Bestfriend turned enemy?
My best friend of 10 years and I recently stopped being friends. I noticed I would message her and she would ignore my messages and go post on social media and respond to other people. I asked if everything is okay and she told me she needed a “mental health break” I told her I completely understand and after I said that she sent me 3 paragraph messages telling me I’ve been nothing but negative to her this whole year? I’m the same person since I moved out of state and I play victim? (we would often vent to each other) she even brought up when we were 14/15 how I was “mean” when it came to the relationship advice I would give ( mind you we are both in our late twenties and I told her I never been in a relationship at that time to speak so sorry if I sounded harsh) I then brought up how she would say negative comments whenever we hung around other ppl and called me names I ignored because I thought she was joking. She then tells me I’m bringing up the past?! After she was the one who brought it up? & I also spoke to her about relationships and she’s saying i deserve the mistreatment because she went through the same?? Who says this to their friend? She then said I have typical (my name behavior) ?? Like? Her birthday is coming up And I’m not sure if I should say anything? It’s been a month since we spoken. Maybe we outgrew each other? I’ve always sensed some jealously but I figured that’s what we all go through as far as insecurities and I’ve always been there for her...

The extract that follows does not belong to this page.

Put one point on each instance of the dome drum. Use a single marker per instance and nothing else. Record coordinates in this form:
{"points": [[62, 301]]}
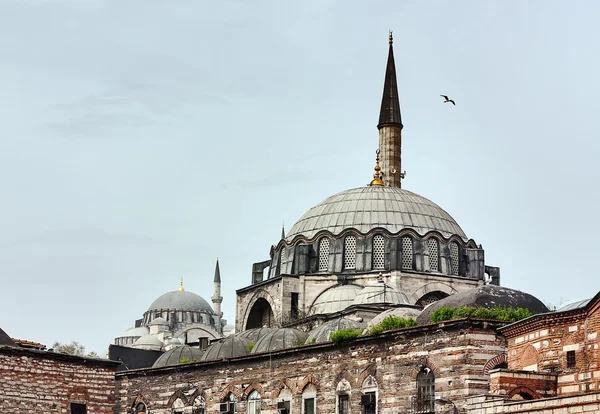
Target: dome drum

- 2 months agoFavourite answer
Your former friend is a toxic hypocrite. Stay away from her. We all have our drama queen moments, but she's out of control at this point. She's not some 17 or 18 year old kid, she's a grown woman. If she feels that you were mistreating her in the past, she has a right to be upset, but she should talk to you about it in a mature and calm manner, not attack you about it now. But really, she's being hypocritical about mistreatment, when she's been the one embarrassing you in front of other people. I recommend that you continue to go on a separate course. You haven't spoken in a month, it seems that she's moving on with her life, move on with yours. Every friendship has struggles, but for her to constantly attack you at this age is just dumb. You don't need that kind of stress. Best of luck to you 😊
- TjLv 72 months ago
Time to cut ties, block her, let it be over with.
- JocelyneLv 52 months ago
Don't do to others what you would hate them doing to you. If you keep that in mind, your relationship might have a chance.
- 2 months ago
I have a friend EXACTLY like that and while she may be going through some mental thing right now her behavior in the past seemed toxic anyways. It seems like you should just leave her alone. It's been a month since I stopped reaching out to her and she has not responded to me and didn't say anything and I've just been living my life so I think you should too.